“written by Bill Milkowski”.
This Press Release/Liner Notes originally appeared on the inside of the Physical CD packaging.
It was 30 years ago that South Florida guitarist Randy Bernsen burst onto the national scene with Music For Planets, People and Washing Machines, his auspicious debut for MCA Records that featured a lineup of such all-world players as Jaco Pastorius, Peter Erskine, Bob James, Bobby Thomas Jr., Othello Molineaux, Michael Urbaniak and Herbie Hancock. The proverbial hard act to follow, it was succeeded in 1986 by Bernsen’s acclaimed sophomore outing, Mo’ Wasabi, which had Jaco, Erskine and Hancock returning and also featured contributions from the likes of Michael Brecker, Toots Thielemans, Marcus Miller, Steve Gadd and Wayne Shorter. The guitarist completed his MCA trifecta with 1988’s similarly star-studded Paradise Citizens.
From 1990 to 1992, Bernsen was a member of the Zawinul Syndicate, replacing fellow Florida native Scott Henderson in Joe Zawinul’s exotic world music-meets-jazz ensemble and playing on the album Lost Tribes. More recently, he has toured and recorded with the Jaco Pastorius Big Band, appearing on the Jaco tribute albums Word Of Mouth Revisited in 2003 and The Word Is Out in 2006. Over the years, the longtime Fort Lauderdale resident has further showcased his six-string skills and composer-arranger prowess on a series of self-produced small group recordings (most recently 2012’s funky organ trio outing, App Teaser with guest artist John Medeski) while also earning his commercial pilot’s license, writing music for TV and touring through Japan and South East Asia.
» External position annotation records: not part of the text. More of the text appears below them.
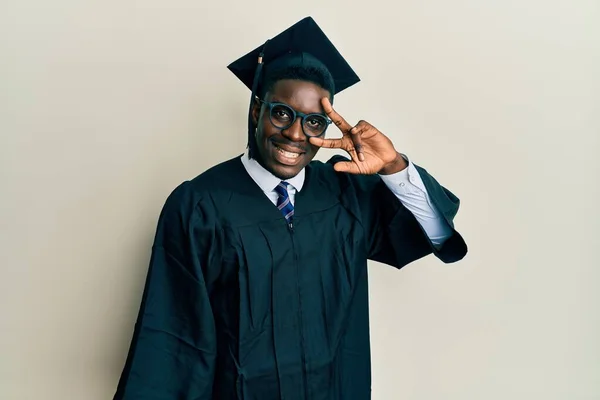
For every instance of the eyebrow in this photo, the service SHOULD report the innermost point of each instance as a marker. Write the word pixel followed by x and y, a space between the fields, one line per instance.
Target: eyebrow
pixel 320 112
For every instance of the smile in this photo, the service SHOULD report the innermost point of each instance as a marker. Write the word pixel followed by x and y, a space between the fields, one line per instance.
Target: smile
pixel 287 154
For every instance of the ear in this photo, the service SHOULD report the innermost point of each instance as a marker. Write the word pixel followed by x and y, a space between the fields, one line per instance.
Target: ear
pixel 256 111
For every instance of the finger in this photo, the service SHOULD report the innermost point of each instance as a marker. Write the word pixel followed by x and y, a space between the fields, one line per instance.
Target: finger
pixel 347 166
pixel 356 136
pixel 327 143
pixel 337 119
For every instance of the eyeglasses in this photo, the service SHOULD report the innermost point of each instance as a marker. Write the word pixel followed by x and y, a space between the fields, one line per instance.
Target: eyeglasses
pixel 283 116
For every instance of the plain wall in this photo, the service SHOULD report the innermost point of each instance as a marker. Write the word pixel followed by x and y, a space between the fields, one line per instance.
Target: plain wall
pixel 106 106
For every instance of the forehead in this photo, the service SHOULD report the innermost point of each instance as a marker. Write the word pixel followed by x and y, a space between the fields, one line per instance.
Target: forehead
pixel 303 95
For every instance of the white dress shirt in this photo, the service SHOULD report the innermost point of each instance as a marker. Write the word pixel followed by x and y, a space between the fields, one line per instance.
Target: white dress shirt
pixel 407 185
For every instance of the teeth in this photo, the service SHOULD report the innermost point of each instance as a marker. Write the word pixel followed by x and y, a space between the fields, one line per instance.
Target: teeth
pixel 287 153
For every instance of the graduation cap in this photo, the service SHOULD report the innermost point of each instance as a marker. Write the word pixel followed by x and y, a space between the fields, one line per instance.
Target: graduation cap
pixel 302 45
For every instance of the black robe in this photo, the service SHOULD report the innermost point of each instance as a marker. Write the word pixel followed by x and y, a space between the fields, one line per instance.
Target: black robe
pixel 238 305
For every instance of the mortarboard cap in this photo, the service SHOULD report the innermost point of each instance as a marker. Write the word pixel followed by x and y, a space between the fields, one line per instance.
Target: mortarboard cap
pixel 302 44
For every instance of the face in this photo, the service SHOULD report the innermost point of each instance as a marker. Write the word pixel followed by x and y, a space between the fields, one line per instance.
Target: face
pixel 285 152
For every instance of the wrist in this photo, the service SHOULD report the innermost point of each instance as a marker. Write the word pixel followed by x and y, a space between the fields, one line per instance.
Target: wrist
pixel 395 166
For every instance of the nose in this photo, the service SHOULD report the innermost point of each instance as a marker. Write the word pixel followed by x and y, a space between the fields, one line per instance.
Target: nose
pixel 295 132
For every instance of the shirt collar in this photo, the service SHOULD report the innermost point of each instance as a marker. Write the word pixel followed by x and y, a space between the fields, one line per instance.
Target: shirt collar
pixel 266 180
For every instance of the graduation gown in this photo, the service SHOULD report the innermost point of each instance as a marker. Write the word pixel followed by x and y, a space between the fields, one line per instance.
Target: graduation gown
pixel 238 305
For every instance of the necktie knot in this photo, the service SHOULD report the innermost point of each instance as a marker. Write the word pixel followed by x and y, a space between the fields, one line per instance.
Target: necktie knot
pixel 283 202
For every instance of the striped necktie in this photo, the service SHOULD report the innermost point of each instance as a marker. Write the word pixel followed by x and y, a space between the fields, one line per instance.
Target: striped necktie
pixel 283 202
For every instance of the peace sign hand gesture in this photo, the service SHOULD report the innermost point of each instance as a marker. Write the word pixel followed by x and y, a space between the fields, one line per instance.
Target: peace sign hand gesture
pixel 371 151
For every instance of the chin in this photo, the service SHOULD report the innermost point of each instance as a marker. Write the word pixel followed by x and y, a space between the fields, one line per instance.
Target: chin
pixel 283 172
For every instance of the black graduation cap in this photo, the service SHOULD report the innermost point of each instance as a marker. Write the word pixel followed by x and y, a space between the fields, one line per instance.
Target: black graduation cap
pixel 302 44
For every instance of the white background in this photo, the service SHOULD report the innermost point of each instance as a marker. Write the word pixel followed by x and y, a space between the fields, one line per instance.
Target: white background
pixel 106 106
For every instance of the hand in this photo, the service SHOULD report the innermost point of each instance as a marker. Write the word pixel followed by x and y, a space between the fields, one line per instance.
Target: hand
pixel 371 151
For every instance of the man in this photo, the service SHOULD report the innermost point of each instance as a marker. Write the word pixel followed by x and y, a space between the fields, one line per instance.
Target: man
pixel 257 287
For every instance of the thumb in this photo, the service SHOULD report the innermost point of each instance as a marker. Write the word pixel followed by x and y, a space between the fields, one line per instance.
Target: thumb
pixel 346 166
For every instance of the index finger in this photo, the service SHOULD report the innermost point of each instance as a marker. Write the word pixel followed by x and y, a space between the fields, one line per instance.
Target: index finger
pixel 337 119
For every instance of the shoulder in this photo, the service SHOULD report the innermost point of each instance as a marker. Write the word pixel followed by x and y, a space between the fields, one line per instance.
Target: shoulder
pixel 199 196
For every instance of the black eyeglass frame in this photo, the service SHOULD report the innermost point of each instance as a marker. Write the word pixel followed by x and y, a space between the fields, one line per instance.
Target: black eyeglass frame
pixel 295 115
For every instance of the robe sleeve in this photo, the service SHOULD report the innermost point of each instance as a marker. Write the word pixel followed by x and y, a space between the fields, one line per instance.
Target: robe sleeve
pixel 394 236
pixel 173 350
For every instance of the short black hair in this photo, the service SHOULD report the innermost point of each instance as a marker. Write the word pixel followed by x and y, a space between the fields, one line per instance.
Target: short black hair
pixel 318 76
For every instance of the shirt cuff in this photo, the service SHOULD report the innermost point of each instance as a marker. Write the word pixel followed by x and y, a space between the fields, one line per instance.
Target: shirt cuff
pixel 407 181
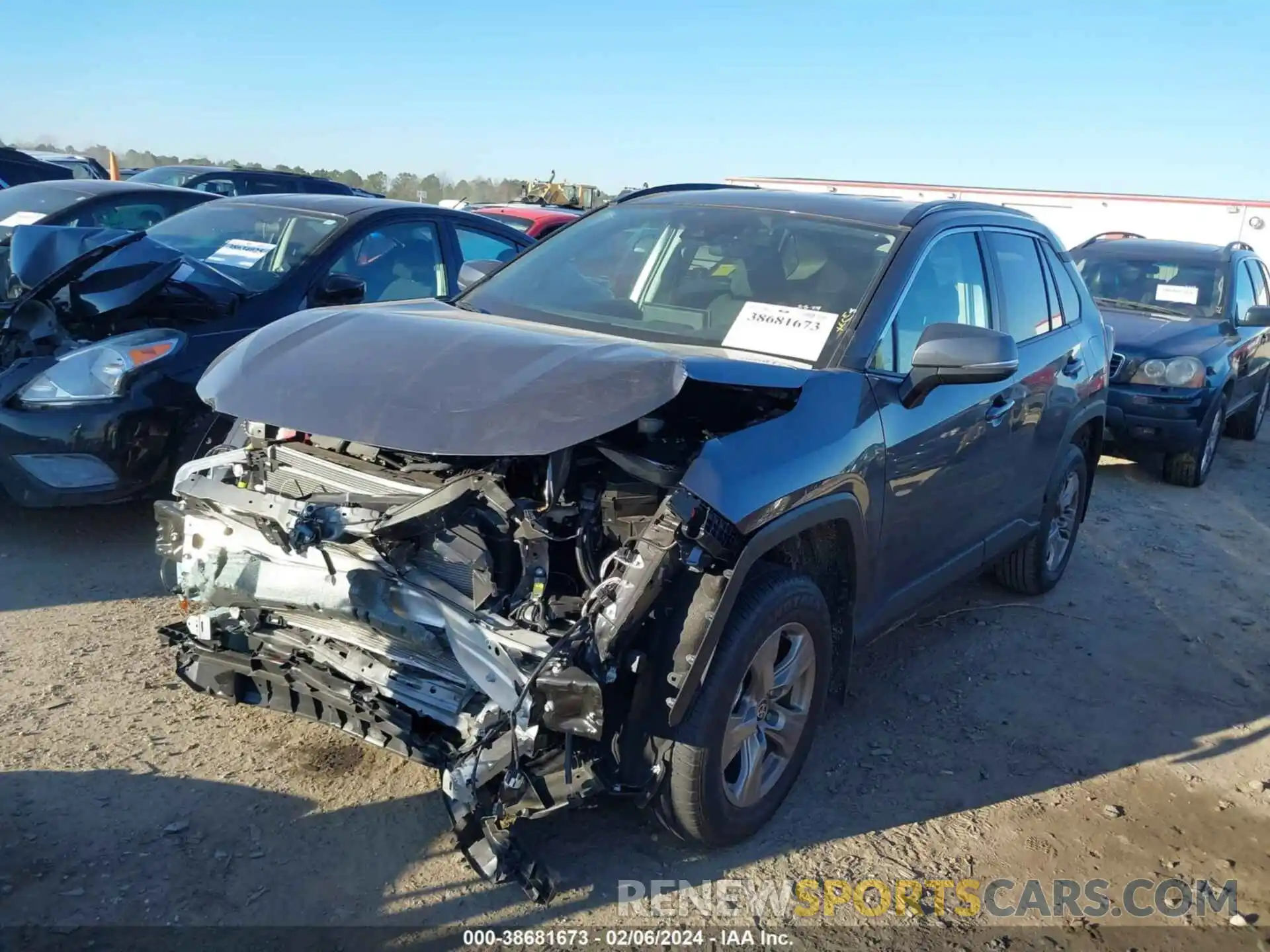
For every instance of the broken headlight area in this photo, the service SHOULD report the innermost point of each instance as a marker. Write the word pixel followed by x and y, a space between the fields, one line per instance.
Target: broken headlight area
pixel 516 622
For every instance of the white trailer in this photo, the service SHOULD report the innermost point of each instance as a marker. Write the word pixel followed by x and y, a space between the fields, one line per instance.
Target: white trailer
pixel 1078 216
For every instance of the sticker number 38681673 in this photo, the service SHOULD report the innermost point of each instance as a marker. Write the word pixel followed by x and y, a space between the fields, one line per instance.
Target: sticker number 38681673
pixel 780 331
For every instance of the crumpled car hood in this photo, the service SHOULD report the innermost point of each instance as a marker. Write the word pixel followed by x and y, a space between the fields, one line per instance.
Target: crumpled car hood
pixel 113 268
pixel 437 380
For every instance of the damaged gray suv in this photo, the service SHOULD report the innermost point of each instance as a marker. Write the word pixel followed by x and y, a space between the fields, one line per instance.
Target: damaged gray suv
pixel 614 522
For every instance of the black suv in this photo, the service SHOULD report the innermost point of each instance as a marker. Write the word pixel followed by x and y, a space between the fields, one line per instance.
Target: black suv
pixel 1191 346
pixel 639 493
pixel 243 182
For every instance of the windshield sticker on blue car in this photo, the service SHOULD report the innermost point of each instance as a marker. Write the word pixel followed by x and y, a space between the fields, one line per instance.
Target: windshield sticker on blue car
pixel 781 331
pixel 17 219
pixel 240 253
pixel 1177 294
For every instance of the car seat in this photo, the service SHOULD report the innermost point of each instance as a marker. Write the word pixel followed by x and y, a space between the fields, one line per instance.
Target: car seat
pixel 413 272
pixel 757 276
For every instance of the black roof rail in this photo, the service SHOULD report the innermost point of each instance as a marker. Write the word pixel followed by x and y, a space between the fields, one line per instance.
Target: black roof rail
pixel 1109 237
pixel 939 205
pixel 680 187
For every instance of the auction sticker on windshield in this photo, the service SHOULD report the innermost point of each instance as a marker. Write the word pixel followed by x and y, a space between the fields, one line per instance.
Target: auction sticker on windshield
pixel 240 253
pixel 1177 294
pixel 781 331
pixel 17 219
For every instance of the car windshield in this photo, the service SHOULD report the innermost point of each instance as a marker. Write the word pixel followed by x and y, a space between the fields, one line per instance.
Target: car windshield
pixel 252 245
pixel 743 278
pixel 168 175
pixel 31 205
pixel 1188 287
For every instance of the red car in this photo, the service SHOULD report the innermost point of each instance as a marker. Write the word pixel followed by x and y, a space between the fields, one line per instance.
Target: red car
pixel 538 221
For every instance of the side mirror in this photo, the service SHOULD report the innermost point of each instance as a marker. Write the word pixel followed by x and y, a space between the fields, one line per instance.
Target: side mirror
pixel 958 353
pixel 338 290
pixel 472 272
pixel 1256 317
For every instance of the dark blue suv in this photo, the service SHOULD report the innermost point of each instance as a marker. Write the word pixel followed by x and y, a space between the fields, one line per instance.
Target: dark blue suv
pixel 1191 348
pixel 638 493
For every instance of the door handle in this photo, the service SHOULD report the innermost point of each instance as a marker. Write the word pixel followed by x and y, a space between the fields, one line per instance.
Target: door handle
pixel 1001 405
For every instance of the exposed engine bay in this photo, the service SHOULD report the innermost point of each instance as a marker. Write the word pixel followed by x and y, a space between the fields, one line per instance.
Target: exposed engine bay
pixel 73 286
pixel 520 623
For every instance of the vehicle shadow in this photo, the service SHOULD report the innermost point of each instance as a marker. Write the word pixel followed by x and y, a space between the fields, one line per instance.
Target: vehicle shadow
pixel 67 556
pixel 1150 651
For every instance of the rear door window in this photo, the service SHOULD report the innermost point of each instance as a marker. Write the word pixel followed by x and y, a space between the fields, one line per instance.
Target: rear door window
pixel 398 262
pixel 482 247
pixel 220 186
pixel 1068 295
pixel 136 215
pixel 1021 285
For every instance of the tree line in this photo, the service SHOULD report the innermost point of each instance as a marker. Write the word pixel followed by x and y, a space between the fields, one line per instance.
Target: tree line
pixel 404 186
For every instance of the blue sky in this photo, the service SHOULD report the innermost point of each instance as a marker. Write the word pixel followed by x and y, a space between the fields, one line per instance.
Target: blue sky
pixel 1166 97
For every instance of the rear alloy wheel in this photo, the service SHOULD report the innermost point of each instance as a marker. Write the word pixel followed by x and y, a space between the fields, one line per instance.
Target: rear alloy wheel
pixel 1191 466
pixel 742 746
pixel 1037 565
pixel 1248 422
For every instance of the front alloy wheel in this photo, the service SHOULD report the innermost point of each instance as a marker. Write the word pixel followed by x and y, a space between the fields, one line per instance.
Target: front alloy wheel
pixel 740 750
pixel 767 720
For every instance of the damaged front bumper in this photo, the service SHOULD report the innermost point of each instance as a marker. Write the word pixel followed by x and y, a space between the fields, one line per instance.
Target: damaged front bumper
pixel 333 604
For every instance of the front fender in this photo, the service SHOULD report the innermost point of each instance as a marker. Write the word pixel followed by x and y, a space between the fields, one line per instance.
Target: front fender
pixel 698 654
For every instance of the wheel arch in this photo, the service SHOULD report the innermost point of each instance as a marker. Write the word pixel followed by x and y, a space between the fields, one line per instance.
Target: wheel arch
pixel 821 539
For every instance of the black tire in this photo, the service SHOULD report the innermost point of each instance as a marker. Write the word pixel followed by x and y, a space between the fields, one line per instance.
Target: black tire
pixel 1191 467
pixel 1028 569
pixel 694 801
pixel 1246 423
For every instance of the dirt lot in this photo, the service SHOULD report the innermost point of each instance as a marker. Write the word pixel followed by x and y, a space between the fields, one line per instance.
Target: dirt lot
pixel 1111 729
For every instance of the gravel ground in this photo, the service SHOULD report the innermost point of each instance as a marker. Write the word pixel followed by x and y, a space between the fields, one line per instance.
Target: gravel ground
pixel 1114 729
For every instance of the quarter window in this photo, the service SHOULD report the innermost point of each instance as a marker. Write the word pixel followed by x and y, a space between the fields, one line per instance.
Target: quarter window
pixel 398 262
pixel 948 288
pixel 1259 282
pixel 1245 295
pixel 1023 285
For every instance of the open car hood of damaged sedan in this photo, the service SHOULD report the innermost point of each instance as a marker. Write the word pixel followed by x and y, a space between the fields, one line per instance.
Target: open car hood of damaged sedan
pixel 437 380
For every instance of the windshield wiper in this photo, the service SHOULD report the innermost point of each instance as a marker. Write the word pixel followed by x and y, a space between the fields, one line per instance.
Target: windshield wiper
pixel 1123 303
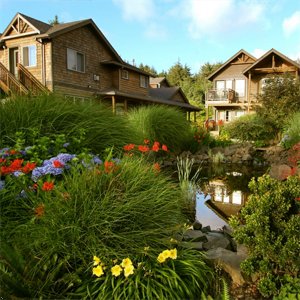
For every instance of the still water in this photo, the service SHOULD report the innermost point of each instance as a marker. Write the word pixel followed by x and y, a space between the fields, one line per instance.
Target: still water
pixel 223 191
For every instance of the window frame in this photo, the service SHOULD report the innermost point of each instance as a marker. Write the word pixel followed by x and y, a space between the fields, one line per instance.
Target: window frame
pixel 27 59
pixel 144 81
pixel 75 54
pixel 123 76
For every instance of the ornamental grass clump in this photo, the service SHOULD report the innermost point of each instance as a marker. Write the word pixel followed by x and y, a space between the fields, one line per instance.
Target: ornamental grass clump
pixel 114 209
pixel 169 274
pixel 161 123
pixel 48 114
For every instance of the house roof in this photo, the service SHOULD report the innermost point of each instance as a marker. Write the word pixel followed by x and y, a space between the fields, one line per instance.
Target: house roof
pixel 113 92
pixel 59 29
pixel 272 51
pixel 159 80
pixel 125 65
pixel 167 93
pixel 242 51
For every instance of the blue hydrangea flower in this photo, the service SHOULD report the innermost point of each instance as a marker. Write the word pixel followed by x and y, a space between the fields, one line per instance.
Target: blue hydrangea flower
pixel 2 184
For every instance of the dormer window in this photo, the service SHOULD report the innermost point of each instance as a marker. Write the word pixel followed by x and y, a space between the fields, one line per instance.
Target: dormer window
pixel 125 74
pixel 144 81
pixel 29 56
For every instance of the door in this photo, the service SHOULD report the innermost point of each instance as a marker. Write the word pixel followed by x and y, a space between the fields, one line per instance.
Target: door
pixel 13 61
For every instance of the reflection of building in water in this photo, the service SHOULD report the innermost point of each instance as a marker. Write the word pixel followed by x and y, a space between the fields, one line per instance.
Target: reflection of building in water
pixel 223 202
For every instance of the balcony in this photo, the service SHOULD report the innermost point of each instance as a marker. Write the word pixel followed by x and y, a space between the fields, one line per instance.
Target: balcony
pixel 224 96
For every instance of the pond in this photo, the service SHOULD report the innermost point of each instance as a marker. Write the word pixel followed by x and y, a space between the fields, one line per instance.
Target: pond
pixel 223 191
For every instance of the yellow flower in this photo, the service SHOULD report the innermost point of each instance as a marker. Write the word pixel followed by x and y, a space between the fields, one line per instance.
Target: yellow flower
pixel 98 271
pixel 97 260
pixel 173 253
pixel 128 270
pixel 116 270
pixel 126 262
pixel 163 256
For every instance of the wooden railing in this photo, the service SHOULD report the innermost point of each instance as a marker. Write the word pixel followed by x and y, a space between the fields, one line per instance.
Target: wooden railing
pixel 30 82
pixel 10 84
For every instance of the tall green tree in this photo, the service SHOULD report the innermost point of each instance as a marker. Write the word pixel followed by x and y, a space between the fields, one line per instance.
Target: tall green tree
pixel 279 100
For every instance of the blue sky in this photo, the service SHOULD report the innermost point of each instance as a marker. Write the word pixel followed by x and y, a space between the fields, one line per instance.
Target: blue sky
pixel 160 33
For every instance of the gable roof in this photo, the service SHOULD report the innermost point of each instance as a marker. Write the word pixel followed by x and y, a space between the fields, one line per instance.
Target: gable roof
pixel 272 51
pixel 159 80
pixel 62 28
pixel 37 26
pixel 167 93
pixel 242 51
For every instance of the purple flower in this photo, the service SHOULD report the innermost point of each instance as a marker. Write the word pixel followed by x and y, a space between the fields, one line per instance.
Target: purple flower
pixel 2 184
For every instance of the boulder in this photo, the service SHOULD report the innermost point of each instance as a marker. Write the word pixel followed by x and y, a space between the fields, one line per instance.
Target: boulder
pixel 195 236
pixel 229 261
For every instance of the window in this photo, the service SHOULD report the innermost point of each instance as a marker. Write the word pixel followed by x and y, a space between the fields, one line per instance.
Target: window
pixel 75 60
pixel 240 87
pixel 125 74
pixel 144 81
pixel 29 56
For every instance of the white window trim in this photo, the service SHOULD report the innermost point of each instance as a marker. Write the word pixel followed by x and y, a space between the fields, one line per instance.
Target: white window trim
pixel 124 74
pixel 69 51
pixel 30 64
pixel 144 81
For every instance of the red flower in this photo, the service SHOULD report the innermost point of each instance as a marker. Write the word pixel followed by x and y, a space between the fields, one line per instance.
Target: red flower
pixel 156 167
pixel 28 167
pixel 39 210
pixel 16 164
pixel 108 166
pixel 48 186
pixel 143 148
pixel 164 148
pixel 129 147
pixel 12 152
pixel 58 164
pixel 155 146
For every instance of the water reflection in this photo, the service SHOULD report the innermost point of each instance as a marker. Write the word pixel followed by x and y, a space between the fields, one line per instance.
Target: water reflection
pixel 223 192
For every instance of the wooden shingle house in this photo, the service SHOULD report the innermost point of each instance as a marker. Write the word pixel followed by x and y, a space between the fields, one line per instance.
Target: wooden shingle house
pixel 76 60
pixel 239 81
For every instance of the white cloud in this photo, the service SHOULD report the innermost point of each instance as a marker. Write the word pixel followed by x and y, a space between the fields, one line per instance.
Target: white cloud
pixel 155 31
pixel 258 52
pixel 210 17
pixel 292 23
pixel 140 10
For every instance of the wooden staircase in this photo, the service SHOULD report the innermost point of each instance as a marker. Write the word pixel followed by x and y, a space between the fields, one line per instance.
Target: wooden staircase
pixel 26 84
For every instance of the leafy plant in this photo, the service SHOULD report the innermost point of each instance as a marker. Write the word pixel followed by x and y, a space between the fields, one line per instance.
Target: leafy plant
pixel 269 226
pixel 250 128
pixel 95 125
pixel 161 123
pixel 291 131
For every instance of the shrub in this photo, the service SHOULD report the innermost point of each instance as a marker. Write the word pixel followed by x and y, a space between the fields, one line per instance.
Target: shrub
pixel 93 123
pixel 250 128
pixel 292 131
pixel 161 123
pixel 115 211
pixel 269 226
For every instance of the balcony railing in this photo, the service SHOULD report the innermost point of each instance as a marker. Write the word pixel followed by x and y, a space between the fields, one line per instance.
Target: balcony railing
pixel 224 95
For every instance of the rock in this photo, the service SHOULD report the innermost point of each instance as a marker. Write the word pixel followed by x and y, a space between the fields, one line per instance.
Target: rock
pixel 229 261
pixel 206 229
pixel 217 240
pixel 280 172
pixel 192 245
pixel 195 236
pixel 197 225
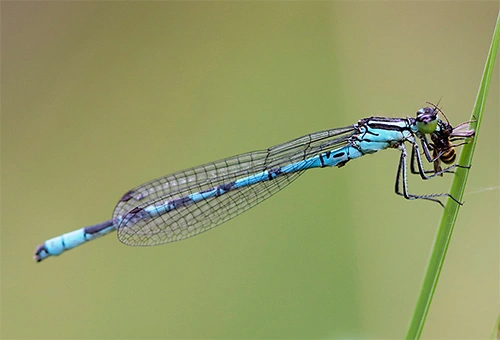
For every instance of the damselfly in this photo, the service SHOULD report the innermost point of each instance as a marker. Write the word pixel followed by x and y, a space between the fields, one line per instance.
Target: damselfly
pixel 189 202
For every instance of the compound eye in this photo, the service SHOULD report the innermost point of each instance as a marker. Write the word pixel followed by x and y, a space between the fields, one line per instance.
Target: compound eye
pixel 427 120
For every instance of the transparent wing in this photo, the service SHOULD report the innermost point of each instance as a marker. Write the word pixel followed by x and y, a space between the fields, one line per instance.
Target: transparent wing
pixel 190 220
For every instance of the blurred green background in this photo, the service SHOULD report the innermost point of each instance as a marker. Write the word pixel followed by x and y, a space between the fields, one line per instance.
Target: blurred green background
pixel 98 97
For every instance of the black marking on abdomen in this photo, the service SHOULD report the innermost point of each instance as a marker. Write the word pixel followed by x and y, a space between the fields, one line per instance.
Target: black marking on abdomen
pixel 273 173
pixel 225 187
pixel 127 196
pixel 98 227
pixel 135 210
pixel 180 202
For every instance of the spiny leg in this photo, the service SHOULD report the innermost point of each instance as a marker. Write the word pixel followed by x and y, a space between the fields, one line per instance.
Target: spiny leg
pixel 401 175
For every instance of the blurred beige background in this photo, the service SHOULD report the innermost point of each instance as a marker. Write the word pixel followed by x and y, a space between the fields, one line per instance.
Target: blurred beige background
pixel 98 97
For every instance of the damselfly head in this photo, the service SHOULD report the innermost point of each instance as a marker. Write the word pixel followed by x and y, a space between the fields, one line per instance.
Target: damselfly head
pixel 427 120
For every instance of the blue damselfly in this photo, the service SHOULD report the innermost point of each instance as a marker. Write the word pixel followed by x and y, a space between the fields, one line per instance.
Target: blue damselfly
pixel 189 202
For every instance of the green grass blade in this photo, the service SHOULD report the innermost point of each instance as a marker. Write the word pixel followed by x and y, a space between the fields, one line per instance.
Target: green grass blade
pixel 450 213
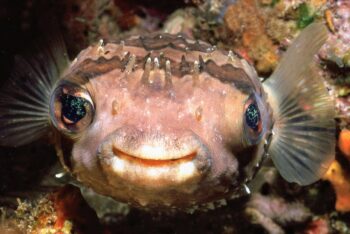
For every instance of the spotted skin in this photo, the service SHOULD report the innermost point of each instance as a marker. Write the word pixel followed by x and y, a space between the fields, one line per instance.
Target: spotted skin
pixel 169 122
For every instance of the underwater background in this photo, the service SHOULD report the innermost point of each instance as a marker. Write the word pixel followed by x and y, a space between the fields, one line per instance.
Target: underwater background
pixel 258 30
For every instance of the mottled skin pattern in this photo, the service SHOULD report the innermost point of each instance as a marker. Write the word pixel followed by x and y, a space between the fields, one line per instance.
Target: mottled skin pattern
pixel 168 128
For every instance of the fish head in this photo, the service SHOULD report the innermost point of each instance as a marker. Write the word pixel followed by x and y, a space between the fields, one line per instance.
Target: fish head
pixel 152 136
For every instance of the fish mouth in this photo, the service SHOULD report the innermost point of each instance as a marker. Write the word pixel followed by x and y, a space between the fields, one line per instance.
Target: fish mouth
pixel 152 162
pixel 165 169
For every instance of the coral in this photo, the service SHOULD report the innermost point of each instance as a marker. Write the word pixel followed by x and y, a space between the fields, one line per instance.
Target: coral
pixel 341 184
pixel 246 27
pixel 318 226
pixel 273 212
pixel 344 143
pixel 337 48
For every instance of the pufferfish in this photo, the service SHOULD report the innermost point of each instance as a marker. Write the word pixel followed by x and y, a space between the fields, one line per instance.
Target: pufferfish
pixel 161 120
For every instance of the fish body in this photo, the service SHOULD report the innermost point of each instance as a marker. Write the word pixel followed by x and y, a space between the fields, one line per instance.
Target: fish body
pixel 164 121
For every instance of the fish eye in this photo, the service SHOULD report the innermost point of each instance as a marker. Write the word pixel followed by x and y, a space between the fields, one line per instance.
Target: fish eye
pixel 71 108
pixel 252 121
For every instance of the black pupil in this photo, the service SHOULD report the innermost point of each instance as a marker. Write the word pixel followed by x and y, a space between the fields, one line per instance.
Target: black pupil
pixel 73 108
pixel 252 116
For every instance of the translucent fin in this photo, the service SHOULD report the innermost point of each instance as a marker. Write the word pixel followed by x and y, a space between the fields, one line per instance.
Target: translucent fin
pixel 303 144
pixel 24 100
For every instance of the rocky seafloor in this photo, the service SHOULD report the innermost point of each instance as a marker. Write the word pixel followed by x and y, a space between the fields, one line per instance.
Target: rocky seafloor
pixel 258 30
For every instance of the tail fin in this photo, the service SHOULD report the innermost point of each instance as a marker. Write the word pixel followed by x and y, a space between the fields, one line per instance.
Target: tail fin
pixel 24 100
pixel 303 145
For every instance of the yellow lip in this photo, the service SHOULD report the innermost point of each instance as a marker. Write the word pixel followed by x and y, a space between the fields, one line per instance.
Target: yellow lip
pixel 122 167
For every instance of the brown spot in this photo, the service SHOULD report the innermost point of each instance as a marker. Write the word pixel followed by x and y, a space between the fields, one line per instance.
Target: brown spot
pixel 115 107
pixel 198 113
GRACE NOTES marks Bernsen’s return to working on a bigger canvas with another all-star cast, including Yellowjackets co-founders Jimmy Haslip and Russell Ferrante, drummers Erskine, Gary Novak and Virgil Donati, keyboardists Scott Kinsey, Mac Chew and Colin James, saxophonist Steve Tavaglione, percussionists Luis Conte, Archie Pena and blues harmonica ace Rockin’ Jake. Florida homeboys Othello Molineaux, Bobby Thomas Jr. and Julius Pastorius (Jaco’s son) also make special guest appearances on his 12th album as a leader.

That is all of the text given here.